Zudem biete die Echtzeit-Berichterstattung späteren Zeugen die Möglichkeit, sich über frühere Zeugenaussage ein Bild zu machen – und ihre eigene Einvernahme ans bereits Gesagte anzupassen. Genau das verbiete aber die Strafprozessordnung: Laut Gesetz dürfen später geladene Zeugen nicht im Verhandlungssaal sitzen, um selber zuzuhören. Der Liveticker ermögliche es ihnen, teilzunehmen, ohne körperlich anwesend sein zu müssen – also eine Umgehung dieser Bestimmung.

Keine Hoheit mehr

All diese Argumente werden jedoch dadurch relativiert, dass der Liveticker nicht das einzige Medium ist, das Details aus der Verhandlung nach außen trägt: Redaktionen haben die Hoheit über die Informationsverbreitung längst verloren, den Gerichtsverhandlungen wohnen Interessierte aus allen möglichen Bereichen bei, die ebenfalls aus dem Prozess twittern und ihre Eindrücke auf Facebook teilen.

Justiz profitiert

Er habe noch nie erlebt, dass Liveberichte ein Verfahren ungünstig beeinflusst hätten, sagt ein Richter, der nicht nachvollziehen kann, warum die Diskussion über Liveticker in der Richterschaft für so viel Emotionen sorgt. Das Tickern zu unterbinden erfordere einen hohen Aufwand: Man müsse allen Prozessbeobachtern ihre Smartphones abnehmen – und könne immer noch nicht kontrollieren, wie detailliert die Blogposts der Prozessbeobachter sind, die in der Verhandlung akribisch mitschreiben und danach ihre Zusammenfassung posten. Die Justiz, so dieser Richter, profitiere sogar vom Prozesstickern: je mehr Transparenz, desto höher die Qualität der Entscheidungen.

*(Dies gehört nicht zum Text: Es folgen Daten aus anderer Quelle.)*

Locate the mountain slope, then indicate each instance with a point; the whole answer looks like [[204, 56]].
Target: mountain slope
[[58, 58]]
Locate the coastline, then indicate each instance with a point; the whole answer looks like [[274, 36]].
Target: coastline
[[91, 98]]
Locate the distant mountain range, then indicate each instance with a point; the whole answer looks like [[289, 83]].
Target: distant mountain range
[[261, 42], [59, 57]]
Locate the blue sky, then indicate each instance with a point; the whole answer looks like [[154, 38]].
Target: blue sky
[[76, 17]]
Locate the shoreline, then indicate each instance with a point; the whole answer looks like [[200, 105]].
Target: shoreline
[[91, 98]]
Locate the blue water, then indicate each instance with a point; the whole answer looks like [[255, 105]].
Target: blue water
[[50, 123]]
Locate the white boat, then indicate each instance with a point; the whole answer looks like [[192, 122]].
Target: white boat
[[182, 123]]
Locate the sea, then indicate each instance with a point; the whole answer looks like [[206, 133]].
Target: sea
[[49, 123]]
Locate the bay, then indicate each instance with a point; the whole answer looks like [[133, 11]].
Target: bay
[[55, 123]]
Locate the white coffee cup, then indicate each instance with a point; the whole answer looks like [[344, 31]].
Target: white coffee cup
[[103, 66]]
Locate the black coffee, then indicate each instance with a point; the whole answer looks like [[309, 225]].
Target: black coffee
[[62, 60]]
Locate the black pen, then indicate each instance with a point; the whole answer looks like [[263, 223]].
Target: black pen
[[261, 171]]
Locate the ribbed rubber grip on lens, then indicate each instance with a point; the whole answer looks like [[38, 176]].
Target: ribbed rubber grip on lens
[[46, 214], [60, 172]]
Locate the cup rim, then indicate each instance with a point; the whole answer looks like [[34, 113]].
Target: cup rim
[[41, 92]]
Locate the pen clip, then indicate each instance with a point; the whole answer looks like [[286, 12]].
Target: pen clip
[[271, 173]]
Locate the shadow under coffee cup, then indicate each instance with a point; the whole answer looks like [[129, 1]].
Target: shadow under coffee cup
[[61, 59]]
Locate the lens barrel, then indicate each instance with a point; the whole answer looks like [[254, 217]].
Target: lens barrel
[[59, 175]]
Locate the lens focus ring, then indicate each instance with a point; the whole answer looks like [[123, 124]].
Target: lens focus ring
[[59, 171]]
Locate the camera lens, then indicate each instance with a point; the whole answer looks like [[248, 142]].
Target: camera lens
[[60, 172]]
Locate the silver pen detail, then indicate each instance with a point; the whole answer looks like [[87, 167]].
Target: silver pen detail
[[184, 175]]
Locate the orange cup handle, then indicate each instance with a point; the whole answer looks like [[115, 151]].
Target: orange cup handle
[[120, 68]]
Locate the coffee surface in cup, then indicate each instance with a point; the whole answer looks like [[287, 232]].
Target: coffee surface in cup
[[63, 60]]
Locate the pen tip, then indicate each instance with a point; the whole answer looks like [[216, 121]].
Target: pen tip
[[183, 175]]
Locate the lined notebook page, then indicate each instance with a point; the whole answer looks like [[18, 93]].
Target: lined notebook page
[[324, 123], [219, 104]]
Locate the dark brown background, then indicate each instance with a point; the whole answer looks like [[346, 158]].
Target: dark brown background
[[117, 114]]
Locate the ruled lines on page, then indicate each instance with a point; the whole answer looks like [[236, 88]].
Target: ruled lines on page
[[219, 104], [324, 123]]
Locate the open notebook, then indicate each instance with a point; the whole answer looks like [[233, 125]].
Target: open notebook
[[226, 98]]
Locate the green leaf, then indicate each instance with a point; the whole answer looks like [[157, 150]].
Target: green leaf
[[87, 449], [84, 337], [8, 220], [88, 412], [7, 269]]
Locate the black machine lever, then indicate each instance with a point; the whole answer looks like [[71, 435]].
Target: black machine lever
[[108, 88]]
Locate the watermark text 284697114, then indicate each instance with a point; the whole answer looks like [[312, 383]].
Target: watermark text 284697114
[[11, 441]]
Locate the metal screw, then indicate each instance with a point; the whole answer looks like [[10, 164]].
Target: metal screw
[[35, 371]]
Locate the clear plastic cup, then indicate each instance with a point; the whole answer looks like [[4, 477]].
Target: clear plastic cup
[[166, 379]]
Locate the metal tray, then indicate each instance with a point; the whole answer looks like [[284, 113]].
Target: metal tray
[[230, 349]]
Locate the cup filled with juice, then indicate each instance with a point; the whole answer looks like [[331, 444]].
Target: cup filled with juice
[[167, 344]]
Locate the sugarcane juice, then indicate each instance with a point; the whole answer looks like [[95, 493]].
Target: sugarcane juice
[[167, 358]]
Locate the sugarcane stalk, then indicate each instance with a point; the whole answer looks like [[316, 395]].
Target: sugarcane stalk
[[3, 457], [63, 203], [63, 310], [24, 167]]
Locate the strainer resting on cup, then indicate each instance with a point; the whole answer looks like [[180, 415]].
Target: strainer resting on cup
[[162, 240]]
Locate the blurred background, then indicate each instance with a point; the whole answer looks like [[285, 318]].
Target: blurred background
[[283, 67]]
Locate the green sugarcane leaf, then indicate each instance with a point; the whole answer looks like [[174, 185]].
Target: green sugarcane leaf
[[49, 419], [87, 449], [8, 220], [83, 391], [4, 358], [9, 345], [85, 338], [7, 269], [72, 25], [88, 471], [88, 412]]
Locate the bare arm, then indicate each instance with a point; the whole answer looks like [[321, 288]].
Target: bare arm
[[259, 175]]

Am Rande der Diskussion bringt ein junger Richter das Unbehagen vieler Kollegen auf den Punkt: Ständig in der Auslage zu stehen und sich in Postings prügeln zu lassen sei nicht Teil des Jobprofils – niemand habe ihn und seine Kollegen auf dieses Ausgeliefertsein vorbereitet. Zudem könne die Justiz dem nichts entgegensetzen: Jedes Gericht hat zwar seine Mediensprecher, doch die sind mit Ressourcen äußerst sparsam ausgestattet. Selbst wenn Gerichte in Onlineforen, die es ja auch abseits der Liveticker gibt, mitdiskutieren wollten, um etwa Vorwürfe der Befangenheit zu entkräften: Es fehlen, wie so oft, Personal und Zeit. (Maria Sterkl, 6.5.2015)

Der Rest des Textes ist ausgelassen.